Industrial dominates as first-time buyers enter commercial property
First-time commercial property buyers are growing in number, but they’re not necessarily investing evenly across the market. Instead, one asset class is dominating.
“The average everyday investor moving into commercial is overwhelmingly buying industrial – it’s not 50 per cent, it’s closer to 90 per cent looking at warehouses,” says David Easterbrook, managing director of Elite Buyers Agents, which represents both residential and commercial buyers.
Vanessa Rader, head of research at Ray White Commercial, backs up Easterbrook’s view, highlighting several reasons why the sector is proving popular.
“Industrial is the number-one choice at the moment,” she says. “Low vacancy ensures rents are somewhat secure, and limited land supply ensures oversupply does not occur.”
Rader says performance has been strong over the last 10 years, with several industry forecasts expecting continued growth. As noted in Cushman & Wakefield’s Australian Outlook 2026 report, for instance, vacancy across the industrial sector is expected to remain tight, sitting below 4 per cent before narrowing towards 2.5 per cent by the end of 2027 as limited new supply is absorbed.
Easterbrook notes that tenant stability is another part of the appeal.
“Once a business is in a warehouse, they don’t just move because the rent goes up – it’s their address, their staff, their operations,” he says. “That creates really strong tenant retention.”

For many new entrants, industrial also offers a relatively straightforward entry into commercial property. Leasing structures are typically simpler, tenant demand is broad, there’s a range of price points, and assets are generally easier to understand, making it a natural first step.
However, Rader says other asset types are gaining traction among first-time investors looking for diversification.
“Neighbourhood retail and convenience-based centres are attracting interest due to relatively strong returns,” she says.
“Long-lease assets like childcare, service stations and fast food appeal to buyers seeking more passive, ‘set-and-forget’ investments.”

The profile of first-time buyers is shifting, too. Many are long-time residential investors, moving into commercial thanks to a combination of lower yields and rising holding costs.

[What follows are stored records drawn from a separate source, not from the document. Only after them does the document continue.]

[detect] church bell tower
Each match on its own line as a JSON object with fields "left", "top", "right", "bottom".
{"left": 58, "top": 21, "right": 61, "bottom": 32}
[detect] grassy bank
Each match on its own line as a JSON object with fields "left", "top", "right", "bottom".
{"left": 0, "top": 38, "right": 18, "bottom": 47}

“Once investors hit a limit with residential – whether it’s borrowing capacity or low yields – they almost get pushed towards commercial,” Easterbrook says.

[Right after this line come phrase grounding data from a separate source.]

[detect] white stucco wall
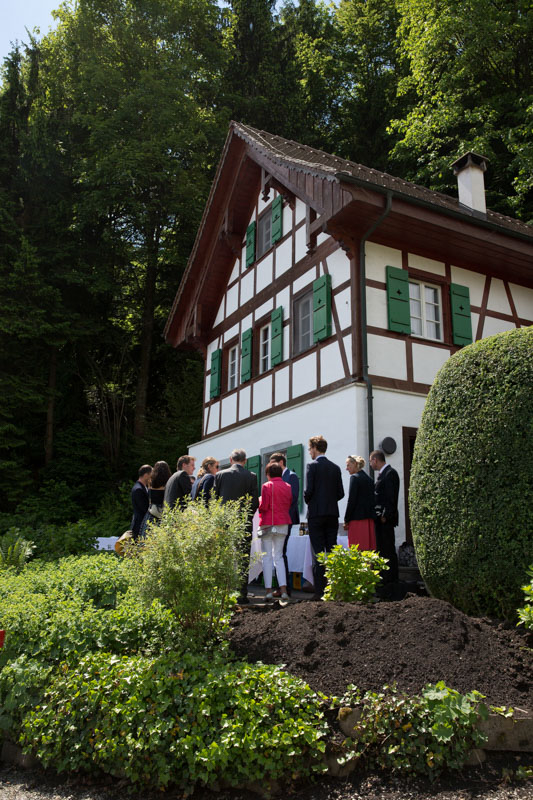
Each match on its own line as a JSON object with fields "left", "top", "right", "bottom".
{"left": 191, "top": 383, "right": 429, "bottom": 548}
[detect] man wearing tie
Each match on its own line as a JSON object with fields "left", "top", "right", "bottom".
{"left": 369, "top": 449, "right": 400, "bottom": 583}
{"left": 304, "top": 435, "right": 344, "bottom": 600}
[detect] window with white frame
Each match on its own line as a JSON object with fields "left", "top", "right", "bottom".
{"left": 293, "top": 290, "right": 313, "bottom": 354}
{"left": 228, "top": 345, "right": 238, "bottom": 390}
{"left": 259, "top": 323, "right": 270, "bottom": 374}
{"left": 256, "top": 209, "right": 272, "bottom": 259}
{"left": 409, "top": 280, "right": 443, "bottom": 341}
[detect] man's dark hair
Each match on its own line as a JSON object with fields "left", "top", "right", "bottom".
{"left": 370, "top": 450, "right": 386, "bottom": 464}
{"left": 269, "top": 451, "right": 287, "bottom": 467}
{"left": 138, "top": 464, "right": 152, "bottom": 478}
{"left": 266, "top": 462, "right": 283, "bottom": 479}
{"left": 177, "top": 455, "right": 193, "bottom": 470}
{"left": 309, "top": 435, "right": 327, "bottom": 453}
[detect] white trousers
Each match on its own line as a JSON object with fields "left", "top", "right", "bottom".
{"left": 260, "top": 526, "right": 288, "bottom": 588}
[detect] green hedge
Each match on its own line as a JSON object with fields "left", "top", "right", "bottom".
{"left": 410, "top": 327, "right": 533, "bottom": 619}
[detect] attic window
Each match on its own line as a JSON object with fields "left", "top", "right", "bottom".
{"left": 257, "top": 209, "right": 272, "bottom": 259}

“Land tax is a huge driver. People buy a couple of residential properties, cross the threshold and suddenly they’re paying tens of thousands a year – that’s what’s pushing them to look at commercial.”
Demand from individual and household investors is also on the rise, growing at around 6 per cent annually according to Mordor Intelligence. Some buyers are also entering the market as owner-occupiers, Rader says, purchasing premises for their own business as a way to gain exposure to commercial property.
For those looking to make the shift, Rader notes that commercial does come with a few trade-offs, namely more complex leasing structures, higher vacancy risk and more challenging financing conditions. Compared to residential, it’s traditionally seen as a riskier venture due to greater income volatility and longer lease terms.
“Returns on offer are far greater for commercial property; however, this is representative of the increased risk,” she adds.
Easterbrook, however, says the risk profile is often misunderstood. He argues commercial property can offer a more stable, passive investment, underpinned by longer-term tenants and more predictable income.
“People think commercial properties take six months to lease or that you’re getting 8 or 9 per cent yields across the board – that’s just not the reality,” he says.
He adds that first-time buyers are not looking to take on more risk, but are instead seeking safer, more passive investments.
Regardless, Rader says due diligence should focus more on the specifics of a property rather than generalising the sector alone.
“[Commercial property] is very location and asset specific, so proper due diligence is necessary,” she says.
Essential checks, no matter the asset type, include lease structure, tenant covenant strength and local demand drivers.
Easterbrook says buyers also need the right budget before jumping into commercial, estimating that most first-time investors are securing “meaningful” assets for around $2 million to $2.5 million.
His advice to today’s new entrants is simple: “If you don’t have the right budget to buy the right-sized asset, it’s just not the right time.”